Hypothesis Testing Steps

Published in

Analytics Vidhya

4 min readApr 26, 2020

Hypothesis testing is the process of using statistics to determine the probability that a specific hypothesis is true. It evaluates two mutually exclusive statements about a population to determine which statement is best supported by the sample data. The process of hypothesis testing consists of four main steps:

Step 1: Construct a Hypothesis

During this stage we formulate two hypotheses to test:

Null hypothesis (Ho): A hypothesis that proposes that the observations are a result of a pure chance and there is no effect relationship or difference between two or more groups.

Alternative hypothesis (Ha): A hypothesis that proposes that the sample observations are influenced by some non-random cause and there is an effect or difference between two or more groups. It is the claim you are trying to prove with an experiment.

Example: Sales discounts are a great way to increase revenue by attracting more customers and encouraging them to buy more items. Knowing the right way to give discounts will help the company to increase revenue. We are trying to see if a discount has an effect on the quantity of the orders and which discount has the highest effect. Let’s state the null and alternative hypotheses.

Ho: The average quantity of products ordered is the same for orders with and without a discount.

Ha: The average quantity of products ordered when a discount is given is higher than the orders without a discount.

The first thing you would do is calculate the mean quantity of the discounted products and the products without a discount. The question is, are we able to do this using the entire population? We rarely have the opportunity to work with the entire population of the data and most of the time we must obtain a sample that is representative of the population. In order to get a high-quality sample, we must check if these assumptions are satisfied.

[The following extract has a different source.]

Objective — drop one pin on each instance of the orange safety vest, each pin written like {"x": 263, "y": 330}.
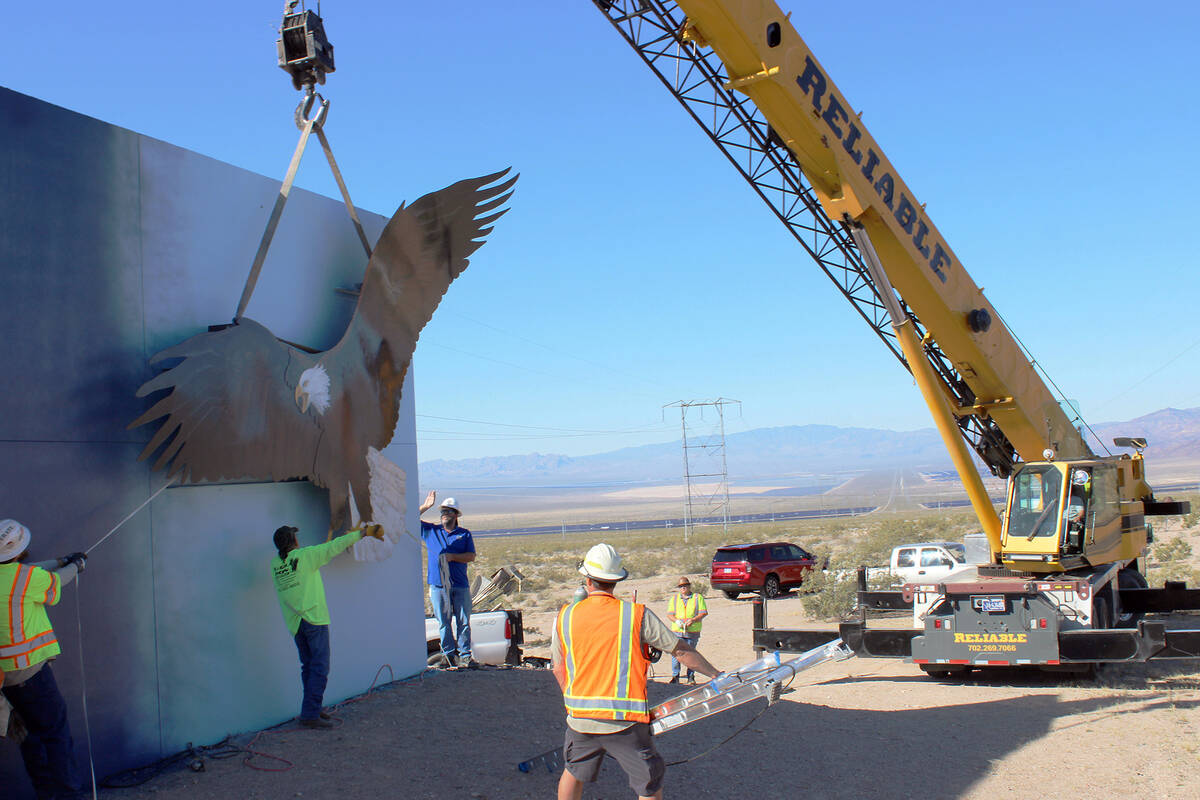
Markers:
{"x": 25, "y": 633}
{"x": 605, "y": 662}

Step 2: Set the Significance Level (α)

The significance level (denoted by the Greek letter α) is the probability threshold that determines when you reject the null hypothesis. Often, researchers choose a significant level of 0.01, 0.05, or 0.10, but any value between 0 and 1 can be used. Setting the significant level α = 0.01 means that there is a 1% chance that you will accept your alternative hypothesis when your null hypothesis is actually true.

For our example, we will set a significant level of α = 0.05.

Step 3: Calculate the Test Statistic and P-Value

Computed from sample data, the test might be:

T-Test: To compare the mean of two given samples.

ANOVA Test: To compare three or more samples with a single test.

Chi-Square: To compare categorical variables.

Pearson Correlation: To compare two continuous variables.

Given a test statistic, we can assess the probabilities associated with the test statistic which is called a p-value. P-value is the probability that a test statistic at least as significant as the one observed would be obtained assuming that the null hypothesis was true. The smaller the p-value, the stronger the evidence against the null hypothesis. Here is the python code to use for the welch’s t-test. The Github link for the entire project can be found here.

To run the t-test for our example, first, we need to import stats from Scipy.

Step 4: Drawing a Conclusion

Compare the calculated p-value with the given level of significance α. if the p-value is less than or equal to α, we reject the null hypothesis and if it is greater than α, we fail to reject the null hypothesis.

In the above example, since our p-value is less than 0.05, we reject the null hypothesis and conclude that giving a discount has an effect on the quantity of the orders.

Decision Errors:

when we decide to reject or fail to reject the null hypothesis, two types of errors might occur.

Type I error: A Type I error occurs when we reject a null hypothesis when it is true. The probability of committing a Type I error is the significance level α.

Type II error. A Type II error occurs when we fail to reject a null hypothesis that is false. The probability of committing a Type II error is called Beta and is often denoted by β. The probability of not committing a Type II error is called the Power of the test.